Father Schall would have us support “President Bush's policy of finding and destroying terrorist groups wherever they are found” and recognize that “the present governance of the Muslim world itself needs to be changed.”

Well, it is our attempt to change the governance of Iraq that got us into the mess we are in now. Far from destroying the terrorist groups, the war on Iraq is breeding new terrorists and providing new targets of opportunity for them where none existed before.

The only way to crush the Iraqi insurgency is for our military to adopt tactics totally incompatible with Christian principles of just war and antithetical to American ideas of freedom. Iraq — and all of the other countries in the Muslim world — does present us with a choice. We can either serve our empire or save our soul.

LESZEK SYSKI

Brookeville, Maryland

Over the Wedge

Terry McAuliffe's assessment that late-term abortions and same-sex marriages are “wedge issues” shows how out of touch he and the Democratic Party are with reality and the American public (“Party Leaders, Both Catholic University Alumni, Spar at D.C. Campus,” April 4-10).
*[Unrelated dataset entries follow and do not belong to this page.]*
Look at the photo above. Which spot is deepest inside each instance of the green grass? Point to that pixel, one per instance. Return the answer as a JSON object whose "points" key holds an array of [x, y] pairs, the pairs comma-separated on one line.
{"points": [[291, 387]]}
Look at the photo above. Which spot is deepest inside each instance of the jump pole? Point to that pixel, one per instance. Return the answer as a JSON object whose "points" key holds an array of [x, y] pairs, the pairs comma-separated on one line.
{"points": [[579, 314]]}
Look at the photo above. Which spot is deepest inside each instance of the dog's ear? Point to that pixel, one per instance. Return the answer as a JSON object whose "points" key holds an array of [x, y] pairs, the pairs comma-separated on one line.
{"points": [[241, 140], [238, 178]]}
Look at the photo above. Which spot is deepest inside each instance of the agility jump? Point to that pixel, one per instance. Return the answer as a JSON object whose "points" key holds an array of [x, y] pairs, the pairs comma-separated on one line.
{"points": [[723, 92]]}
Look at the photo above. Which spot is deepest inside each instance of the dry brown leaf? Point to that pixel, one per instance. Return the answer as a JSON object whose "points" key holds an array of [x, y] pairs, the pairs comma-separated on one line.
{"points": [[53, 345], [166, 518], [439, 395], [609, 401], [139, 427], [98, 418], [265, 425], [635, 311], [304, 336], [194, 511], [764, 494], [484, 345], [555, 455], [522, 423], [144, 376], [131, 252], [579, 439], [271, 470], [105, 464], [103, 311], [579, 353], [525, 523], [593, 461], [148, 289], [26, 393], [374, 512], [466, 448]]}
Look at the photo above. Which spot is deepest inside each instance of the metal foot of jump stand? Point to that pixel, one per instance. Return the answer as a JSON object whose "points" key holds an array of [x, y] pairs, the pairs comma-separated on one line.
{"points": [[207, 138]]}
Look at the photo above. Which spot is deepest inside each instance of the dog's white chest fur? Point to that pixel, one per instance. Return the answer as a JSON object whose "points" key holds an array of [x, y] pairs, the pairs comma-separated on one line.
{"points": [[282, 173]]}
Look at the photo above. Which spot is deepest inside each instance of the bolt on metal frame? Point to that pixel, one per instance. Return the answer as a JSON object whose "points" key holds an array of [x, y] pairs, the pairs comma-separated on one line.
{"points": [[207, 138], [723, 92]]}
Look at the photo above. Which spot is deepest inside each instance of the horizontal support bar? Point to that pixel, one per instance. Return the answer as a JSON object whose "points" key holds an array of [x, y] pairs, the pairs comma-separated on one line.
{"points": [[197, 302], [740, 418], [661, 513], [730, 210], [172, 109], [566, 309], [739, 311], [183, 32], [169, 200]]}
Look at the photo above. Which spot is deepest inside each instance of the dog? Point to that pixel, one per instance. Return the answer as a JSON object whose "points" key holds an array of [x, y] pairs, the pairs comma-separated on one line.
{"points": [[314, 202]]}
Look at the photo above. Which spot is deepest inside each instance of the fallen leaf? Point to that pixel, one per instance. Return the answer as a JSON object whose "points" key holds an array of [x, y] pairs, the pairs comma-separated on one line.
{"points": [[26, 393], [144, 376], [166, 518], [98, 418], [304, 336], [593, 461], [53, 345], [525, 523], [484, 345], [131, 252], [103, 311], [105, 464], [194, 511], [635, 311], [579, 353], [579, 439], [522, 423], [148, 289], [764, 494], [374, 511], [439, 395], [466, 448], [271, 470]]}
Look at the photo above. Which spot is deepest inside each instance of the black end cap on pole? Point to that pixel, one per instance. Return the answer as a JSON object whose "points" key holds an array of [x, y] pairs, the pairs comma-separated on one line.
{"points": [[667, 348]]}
No, abortion is not a “wedge” issue. It is a central issue for those who have not piddled away their moral compass in order to gather votes. Taking away the sacredness of each individual life has huge societal ramifications, many of which we are experiencing right now. Same-sex marriage is also not a “wedge” issue. How could he be so patronizing about it? In what culture would a change so enormous be considered a “wedge” issue by thinking people?

I urge all registered Democrats to leave the Democratic Party, as I did, and register as Independents until the party takes back its soul and re-establishes a modicum of integrity. There is no excuse for a person of faith or intelligence to associate with and vote for people who play so recklessly with the truth.

Terry McAuliffe, you and your party's ability to think has been compromised. There is no excuse for trivializing such important issues for political convenience. Your alma mater must be truly embarrassed.